Union Health Ministry is shaking up approval process for medical treatment under Central Government Health Scheme (CGHS). By boosting financial authority for senior officials, ministry aims to speed up cashless treatment and settle claims faster .
New guidelines let additional directors in CGHS cities and zones approve reimbursement claims up to ₹15 lakh,up from ₹7 lakh. For directors,limit jumps from ₹15 lakh to ₹25 lakh, while Additional Secretary and DG of CGHS can now greenlight up to ₹50 lakh, up from ₹25 lakh. Bigger cases still go to Union Health Ministry, needing Integrated Finance Division's nod.

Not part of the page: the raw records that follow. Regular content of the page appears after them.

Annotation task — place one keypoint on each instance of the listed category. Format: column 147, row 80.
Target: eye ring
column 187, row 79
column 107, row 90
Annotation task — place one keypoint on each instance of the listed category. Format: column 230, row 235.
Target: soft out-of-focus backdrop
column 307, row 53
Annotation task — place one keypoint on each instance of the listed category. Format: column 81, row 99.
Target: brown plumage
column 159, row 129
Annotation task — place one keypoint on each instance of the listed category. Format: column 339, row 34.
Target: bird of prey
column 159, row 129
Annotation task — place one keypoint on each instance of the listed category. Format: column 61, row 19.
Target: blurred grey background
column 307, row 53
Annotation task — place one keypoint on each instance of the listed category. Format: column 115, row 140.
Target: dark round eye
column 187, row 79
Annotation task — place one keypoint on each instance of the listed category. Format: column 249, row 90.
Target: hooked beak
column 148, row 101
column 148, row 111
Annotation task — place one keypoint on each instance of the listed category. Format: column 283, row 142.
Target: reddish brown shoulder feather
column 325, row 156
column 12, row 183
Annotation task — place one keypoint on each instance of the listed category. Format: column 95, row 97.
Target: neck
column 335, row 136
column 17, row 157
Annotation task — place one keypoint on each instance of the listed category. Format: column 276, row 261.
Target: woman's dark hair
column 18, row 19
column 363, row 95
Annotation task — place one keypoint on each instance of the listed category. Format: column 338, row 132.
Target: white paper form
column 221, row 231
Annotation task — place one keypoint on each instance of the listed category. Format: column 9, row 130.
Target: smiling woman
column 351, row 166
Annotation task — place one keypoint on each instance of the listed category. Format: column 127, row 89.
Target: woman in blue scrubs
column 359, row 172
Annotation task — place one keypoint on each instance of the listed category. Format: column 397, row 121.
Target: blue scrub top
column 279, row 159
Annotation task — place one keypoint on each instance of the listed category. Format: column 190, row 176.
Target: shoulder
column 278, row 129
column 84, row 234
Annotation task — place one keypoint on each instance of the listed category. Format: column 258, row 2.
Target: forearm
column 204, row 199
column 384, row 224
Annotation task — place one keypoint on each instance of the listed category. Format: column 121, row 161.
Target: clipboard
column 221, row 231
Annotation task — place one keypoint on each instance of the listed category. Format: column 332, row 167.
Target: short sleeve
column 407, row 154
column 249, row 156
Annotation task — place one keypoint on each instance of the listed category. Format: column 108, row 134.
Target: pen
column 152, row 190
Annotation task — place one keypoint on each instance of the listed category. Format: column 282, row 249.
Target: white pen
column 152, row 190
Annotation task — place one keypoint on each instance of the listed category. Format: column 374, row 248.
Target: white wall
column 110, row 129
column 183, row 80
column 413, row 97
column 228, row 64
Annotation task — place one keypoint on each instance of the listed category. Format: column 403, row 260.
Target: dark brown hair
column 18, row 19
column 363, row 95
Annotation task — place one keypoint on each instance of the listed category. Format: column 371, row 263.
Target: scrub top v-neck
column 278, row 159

Change kicks in June 25, expected to cut cases needing top-level approval, speeding up treatment decisions and claim settlements. Also covers unlisted procedures — additional directors can okay up to ₹2 lakh, directors up to ₹5 lakh, and Additional Secretary and DG up to ₹10 lakh.

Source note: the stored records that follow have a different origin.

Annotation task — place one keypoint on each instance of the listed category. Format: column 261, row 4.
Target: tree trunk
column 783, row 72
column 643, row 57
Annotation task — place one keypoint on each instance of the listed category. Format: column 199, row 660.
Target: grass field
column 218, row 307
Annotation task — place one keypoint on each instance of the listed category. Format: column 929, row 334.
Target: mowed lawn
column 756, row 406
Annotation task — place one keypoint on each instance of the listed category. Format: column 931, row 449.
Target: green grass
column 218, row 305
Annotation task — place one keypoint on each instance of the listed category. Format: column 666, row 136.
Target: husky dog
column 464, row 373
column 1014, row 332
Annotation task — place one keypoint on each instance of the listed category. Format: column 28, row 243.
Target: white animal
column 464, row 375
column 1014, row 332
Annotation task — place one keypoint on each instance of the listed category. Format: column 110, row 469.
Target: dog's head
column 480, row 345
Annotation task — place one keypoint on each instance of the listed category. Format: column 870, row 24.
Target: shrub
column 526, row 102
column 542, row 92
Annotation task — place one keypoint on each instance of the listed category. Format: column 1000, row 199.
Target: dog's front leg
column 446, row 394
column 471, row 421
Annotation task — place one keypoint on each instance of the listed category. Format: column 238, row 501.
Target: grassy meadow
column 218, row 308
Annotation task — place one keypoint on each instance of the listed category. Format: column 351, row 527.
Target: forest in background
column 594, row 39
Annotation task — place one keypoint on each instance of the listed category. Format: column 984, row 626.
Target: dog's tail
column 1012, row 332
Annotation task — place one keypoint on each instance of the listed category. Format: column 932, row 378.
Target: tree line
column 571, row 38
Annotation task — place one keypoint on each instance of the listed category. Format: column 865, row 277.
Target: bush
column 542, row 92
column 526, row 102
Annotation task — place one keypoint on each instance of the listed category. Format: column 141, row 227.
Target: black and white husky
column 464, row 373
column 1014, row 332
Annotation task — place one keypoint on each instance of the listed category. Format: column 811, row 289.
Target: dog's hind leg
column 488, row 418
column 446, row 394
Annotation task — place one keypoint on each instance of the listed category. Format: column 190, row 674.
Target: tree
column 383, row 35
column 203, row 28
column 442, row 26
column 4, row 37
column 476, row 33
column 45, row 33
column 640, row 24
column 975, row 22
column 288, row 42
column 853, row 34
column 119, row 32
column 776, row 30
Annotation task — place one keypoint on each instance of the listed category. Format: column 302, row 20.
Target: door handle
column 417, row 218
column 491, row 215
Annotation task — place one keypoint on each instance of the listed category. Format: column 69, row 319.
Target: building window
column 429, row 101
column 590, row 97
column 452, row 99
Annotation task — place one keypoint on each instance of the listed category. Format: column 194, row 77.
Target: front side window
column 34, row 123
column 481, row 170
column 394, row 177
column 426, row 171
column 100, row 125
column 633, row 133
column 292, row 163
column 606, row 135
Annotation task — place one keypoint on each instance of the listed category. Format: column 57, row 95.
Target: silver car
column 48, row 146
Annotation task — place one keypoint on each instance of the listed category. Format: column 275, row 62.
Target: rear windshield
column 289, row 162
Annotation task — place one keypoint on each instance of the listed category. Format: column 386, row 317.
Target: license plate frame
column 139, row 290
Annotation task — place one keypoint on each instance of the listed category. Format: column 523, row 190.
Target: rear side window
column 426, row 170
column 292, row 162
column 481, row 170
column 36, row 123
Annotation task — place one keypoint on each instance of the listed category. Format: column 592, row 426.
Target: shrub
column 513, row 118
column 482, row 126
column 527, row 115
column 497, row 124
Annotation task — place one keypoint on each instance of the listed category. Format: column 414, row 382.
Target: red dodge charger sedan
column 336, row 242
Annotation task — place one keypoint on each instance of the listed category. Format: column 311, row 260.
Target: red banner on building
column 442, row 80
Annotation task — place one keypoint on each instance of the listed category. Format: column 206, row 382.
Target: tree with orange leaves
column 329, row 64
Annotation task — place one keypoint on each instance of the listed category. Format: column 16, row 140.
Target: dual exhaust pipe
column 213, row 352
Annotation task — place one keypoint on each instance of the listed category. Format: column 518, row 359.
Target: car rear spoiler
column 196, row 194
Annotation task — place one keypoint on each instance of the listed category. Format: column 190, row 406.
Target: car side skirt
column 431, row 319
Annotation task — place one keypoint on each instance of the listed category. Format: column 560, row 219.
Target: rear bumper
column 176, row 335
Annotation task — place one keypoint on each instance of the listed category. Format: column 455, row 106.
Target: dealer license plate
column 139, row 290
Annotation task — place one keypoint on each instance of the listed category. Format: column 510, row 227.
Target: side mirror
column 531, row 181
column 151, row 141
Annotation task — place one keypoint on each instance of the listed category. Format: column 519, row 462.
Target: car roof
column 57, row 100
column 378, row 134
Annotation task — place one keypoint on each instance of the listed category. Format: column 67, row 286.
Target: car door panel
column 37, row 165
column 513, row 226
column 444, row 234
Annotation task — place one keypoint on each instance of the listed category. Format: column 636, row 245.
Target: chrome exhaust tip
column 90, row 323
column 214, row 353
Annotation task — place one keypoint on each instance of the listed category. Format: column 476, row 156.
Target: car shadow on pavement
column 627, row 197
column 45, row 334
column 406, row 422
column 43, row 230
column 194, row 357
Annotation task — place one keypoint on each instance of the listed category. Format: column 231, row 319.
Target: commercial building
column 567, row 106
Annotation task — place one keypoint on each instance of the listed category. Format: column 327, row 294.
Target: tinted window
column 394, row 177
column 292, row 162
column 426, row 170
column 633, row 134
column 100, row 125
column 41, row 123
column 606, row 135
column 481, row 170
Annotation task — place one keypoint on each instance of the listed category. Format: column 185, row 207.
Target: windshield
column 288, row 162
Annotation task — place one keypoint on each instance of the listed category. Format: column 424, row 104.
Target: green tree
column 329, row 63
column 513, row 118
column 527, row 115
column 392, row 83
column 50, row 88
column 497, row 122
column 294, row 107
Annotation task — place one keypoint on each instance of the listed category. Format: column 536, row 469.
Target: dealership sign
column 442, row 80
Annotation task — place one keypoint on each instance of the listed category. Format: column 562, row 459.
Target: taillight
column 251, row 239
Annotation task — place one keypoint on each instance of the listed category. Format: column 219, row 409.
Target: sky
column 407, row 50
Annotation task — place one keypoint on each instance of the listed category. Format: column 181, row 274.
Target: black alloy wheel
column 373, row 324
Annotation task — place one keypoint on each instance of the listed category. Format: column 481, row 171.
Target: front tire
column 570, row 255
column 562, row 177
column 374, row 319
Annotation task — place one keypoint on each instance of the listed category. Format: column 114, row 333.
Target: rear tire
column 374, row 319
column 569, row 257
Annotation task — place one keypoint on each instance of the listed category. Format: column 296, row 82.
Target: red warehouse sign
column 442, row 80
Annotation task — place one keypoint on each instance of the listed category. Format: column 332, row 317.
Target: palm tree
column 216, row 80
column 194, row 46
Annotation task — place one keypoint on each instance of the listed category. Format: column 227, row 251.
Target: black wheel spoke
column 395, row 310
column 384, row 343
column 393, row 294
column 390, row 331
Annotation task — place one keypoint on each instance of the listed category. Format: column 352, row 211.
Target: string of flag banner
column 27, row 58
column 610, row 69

Approval delays have long frustrated seniors,who need costly care. Senior health official says changes aim to decentralize decisions, letting local offices handle routine cases . This should ease CGHS headquarters' load,helping complex cases needing policy decisions.
By boosting officials' financial powers,ministry hopes to streamline scheme's efficiency. Part of broader effort to modernize CGHS,tackle delay complaints. Timely too,as government plans cashless treatment scheme for road accident victims, covering up to ₹1.5 lakh.
As CGHS evolves to meet users' needs,focus stays on timely, adequate medical care without red tape . Revised financial powers set to be key in this effort...but how smooth will it be?